Mangiava veloce, con gusto. Lodava ogni piatto. Quando assaggiò le conserve, esclamò:
«È un capolavoro, donna! Mai mangiato niente di simile!»
Il rintocco dell’orologio attirò la sua attenzione.
«Che cos’è questo cigolio?»
In un attimo era già in piedi su uno sgabello con il cacciavite. Un quarto d’ora dopo, l’orologio ticchettava perfettamente. Greta lo osservava e pensava: «Eccolo. L’uomo giusto. Magari non bello, ma che sa fare. Il terzo candidato – numero fortunato».
Quella sera uscì dal bagno con la sua lingerie preferita, decorata di rose.
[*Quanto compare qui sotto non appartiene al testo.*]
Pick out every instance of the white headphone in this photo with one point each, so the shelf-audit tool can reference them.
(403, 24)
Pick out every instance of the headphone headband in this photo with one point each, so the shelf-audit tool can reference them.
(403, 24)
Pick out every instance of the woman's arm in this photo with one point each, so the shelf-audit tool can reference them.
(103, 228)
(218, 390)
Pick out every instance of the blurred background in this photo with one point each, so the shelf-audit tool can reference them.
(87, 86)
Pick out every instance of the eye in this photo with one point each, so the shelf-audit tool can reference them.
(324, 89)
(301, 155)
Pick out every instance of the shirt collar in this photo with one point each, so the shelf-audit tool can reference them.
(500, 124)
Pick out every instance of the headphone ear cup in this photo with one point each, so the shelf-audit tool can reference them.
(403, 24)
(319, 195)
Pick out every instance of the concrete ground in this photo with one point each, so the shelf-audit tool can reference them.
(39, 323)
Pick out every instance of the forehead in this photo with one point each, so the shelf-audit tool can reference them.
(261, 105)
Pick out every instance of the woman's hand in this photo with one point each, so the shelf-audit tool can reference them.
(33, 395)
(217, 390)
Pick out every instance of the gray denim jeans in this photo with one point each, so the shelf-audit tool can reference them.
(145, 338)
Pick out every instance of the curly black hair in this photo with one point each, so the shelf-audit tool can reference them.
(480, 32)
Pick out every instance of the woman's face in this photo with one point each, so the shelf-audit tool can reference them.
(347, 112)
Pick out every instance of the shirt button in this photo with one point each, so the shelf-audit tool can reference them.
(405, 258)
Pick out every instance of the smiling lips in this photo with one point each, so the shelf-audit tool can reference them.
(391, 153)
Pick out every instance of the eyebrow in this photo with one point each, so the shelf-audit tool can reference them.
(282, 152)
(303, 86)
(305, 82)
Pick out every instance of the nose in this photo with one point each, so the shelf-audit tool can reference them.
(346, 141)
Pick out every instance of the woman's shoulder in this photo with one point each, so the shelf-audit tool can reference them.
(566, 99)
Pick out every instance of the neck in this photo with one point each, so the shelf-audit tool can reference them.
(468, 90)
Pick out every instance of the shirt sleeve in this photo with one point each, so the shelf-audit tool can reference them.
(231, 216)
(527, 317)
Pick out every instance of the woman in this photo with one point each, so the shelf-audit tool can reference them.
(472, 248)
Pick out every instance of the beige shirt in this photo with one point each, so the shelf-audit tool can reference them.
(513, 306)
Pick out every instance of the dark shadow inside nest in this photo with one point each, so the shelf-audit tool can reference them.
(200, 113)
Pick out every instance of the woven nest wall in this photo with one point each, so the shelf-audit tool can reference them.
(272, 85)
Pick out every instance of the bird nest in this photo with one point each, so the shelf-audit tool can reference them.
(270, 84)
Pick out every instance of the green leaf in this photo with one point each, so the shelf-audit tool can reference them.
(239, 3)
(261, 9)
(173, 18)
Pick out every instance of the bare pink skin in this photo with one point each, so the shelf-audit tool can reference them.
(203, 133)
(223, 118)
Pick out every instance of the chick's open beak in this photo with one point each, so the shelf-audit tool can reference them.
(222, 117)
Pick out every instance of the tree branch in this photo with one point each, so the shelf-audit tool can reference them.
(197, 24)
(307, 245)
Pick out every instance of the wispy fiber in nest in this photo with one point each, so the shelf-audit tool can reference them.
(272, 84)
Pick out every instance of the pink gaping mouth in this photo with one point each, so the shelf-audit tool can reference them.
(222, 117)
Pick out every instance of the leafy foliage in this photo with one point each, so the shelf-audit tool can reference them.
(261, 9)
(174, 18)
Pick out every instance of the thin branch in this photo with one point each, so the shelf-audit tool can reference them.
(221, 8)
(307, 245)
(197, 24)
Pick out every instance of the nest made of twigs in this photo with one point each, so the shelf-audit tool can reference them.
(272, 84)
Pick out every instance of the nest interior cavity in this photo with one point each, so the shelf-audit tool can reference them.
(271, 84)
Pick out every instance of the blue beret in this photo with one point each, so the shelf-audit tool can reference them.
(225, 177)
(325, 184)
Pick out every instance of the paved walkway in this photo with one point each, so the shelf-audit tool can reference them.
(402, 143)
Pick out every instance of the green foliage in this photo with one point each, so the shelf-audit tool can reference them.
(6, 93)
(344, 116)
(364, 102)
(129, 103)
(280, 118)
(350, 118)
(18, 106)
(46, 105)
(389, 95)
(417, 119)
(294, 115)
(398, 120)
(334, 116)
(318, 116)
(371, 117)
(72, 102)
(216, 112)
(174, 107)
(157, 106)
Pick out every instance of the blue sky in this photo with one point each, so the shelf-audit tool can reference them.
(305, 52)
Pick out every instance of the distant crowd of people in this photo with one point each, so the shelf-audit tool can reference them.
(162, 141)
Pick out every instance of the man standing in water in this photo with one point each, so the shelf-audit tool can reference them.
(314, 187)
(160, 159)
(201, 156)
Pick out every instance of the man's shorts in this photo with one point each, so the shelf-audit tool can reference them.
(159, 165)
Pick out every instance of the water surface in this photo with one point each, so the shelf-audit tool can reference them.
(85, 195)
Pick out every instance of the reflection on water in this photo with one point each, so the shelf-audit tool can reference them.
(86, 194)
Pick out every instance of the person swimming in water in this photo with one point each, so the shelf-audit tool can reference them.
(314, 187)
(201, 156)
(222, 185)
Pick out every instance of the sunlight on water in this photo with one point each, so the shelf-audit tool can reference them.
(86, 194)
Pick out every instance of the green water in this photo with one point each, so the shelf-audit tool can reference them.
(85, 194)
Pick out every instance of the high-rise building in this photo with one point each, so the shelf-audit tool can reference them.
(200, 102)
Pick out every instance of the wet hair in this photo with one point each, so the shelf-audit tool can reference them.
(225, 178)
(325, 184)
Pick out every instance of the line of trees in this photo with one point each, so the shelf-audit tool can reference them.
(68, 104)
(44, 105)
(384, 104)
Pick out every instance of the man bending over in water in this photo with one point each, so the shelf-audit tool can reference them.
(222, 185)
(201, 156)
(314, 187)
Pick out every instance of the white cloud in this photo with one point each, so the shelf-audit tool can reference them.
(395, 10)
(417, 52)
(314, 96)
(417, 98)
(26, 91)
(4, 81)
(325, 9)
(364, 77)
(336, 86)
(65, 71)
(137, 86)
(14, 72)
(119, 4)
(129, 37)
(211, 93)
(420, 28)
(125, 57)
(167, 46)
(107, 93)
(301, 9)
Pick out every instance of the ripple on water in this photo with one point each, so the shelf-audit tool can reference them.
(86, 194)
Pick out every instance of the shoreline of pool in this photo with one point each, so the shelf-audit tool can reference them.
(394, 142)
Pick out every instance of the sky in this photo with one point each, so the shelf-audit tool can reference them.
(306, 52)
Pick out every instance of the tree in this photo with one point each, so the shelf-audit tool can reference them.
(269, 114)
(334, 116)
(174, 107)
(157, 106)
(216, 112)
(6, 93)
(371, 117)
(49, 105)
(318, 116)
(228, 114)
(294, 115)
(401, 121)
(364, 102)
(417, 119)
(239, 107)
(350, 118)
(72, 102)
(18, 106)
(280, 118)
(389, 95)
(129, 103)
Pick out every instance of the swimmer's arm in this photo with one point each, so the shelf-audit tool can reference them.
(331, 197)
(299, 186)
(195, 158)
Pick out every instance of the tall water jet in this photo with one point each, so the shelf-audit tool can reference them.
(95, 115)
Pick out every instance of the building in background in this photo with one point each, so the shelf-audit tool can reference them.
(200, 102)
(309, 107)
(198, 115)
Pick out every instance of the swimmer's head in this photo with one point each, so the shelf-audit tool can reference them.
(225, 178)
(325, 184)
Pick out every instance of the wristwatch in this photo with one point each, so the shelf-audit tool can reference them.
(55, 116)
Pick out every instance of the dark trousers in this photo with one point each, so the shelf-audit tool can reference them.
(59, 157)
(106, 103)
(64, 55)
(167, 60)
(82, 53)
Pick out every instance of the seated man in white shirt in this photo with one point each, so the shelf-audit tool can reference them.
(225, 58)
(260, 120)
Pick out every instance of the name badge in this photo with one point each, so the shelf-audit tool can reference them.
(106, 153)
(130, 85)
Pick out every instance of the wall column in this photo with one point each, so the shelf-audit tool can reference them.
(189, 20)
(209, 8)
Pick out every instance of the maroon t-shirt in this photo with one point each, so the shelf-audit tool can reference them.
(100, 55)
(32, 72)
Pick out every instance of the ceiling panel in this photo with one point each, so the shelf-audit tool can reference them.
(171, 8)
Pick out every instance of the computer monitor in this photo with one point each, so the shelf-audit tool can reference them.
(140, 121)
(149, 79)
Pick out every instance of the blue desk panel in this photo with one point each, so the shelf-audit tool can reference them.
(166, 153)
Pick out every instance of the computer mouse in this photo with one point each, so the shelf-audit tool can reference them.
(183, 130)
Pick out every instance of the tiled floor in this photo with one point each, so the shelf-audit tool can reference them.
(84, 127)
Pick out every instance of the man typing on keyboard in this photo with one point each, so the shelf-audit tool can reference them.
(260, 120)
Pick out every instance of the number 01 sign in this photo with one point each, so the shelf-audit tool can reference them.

Lui… già russava. Vestito. Di fianco. Come un trattore al gelo.
Greta combatté con quel russare tutta la notte – cuscini, strattoni, imprecazioni mentali. Non chiuse occhio. Al mattino –
«Allora, stasera mi trasferisco?»
«No. Scusa. Sei un brav’uomo… ma no.»
Il quarto sembrava uscito da un film anni ‘70 – barba, chitarra, sguardo libero. Accese una sigaretta in cucina, scrollando la cenere nel vaso di gerani.
«Ti dico subito: amo la libertà. Niente chiamate ossessive, niente domande su dove sono e quando torno. E poi… amo le donne.»
«Ah, quindi anche le altre, eh?» precisò Greta.
«E perché no? Sono un uomo o no?»
Dopo la sua partita, Greta aerò la cucina per ore. Le doleva la testa come dopo una sbornia. Si sentiva svuotata. Non lavò neanche i piatti. Crollò a letto come un sasso.
Al mattino, il sole. Silenzio. Nessun passo, nessuna voce, nessun odore di un altro corpo. Solo Greta, una tazza di caffè e i passeri fuori dalla finestra.
«Che bello stare sola…»
E poi squillò il telefono:
«Signora Greta! Qui è l’agenzia “Il miglior marito”. Oggi viene il quinto candidato. Creda, questo è quello giusto!»
«Cancellatemi pure!» urlò nel ricevitore. «Eliminatemi dall’archivio! Il miglior marito è quello che non c’è!»
E con un tale sollievo, con una risata vera e felice, aprì le tende come se stesse scoprendo un nuovo mattino di libertà.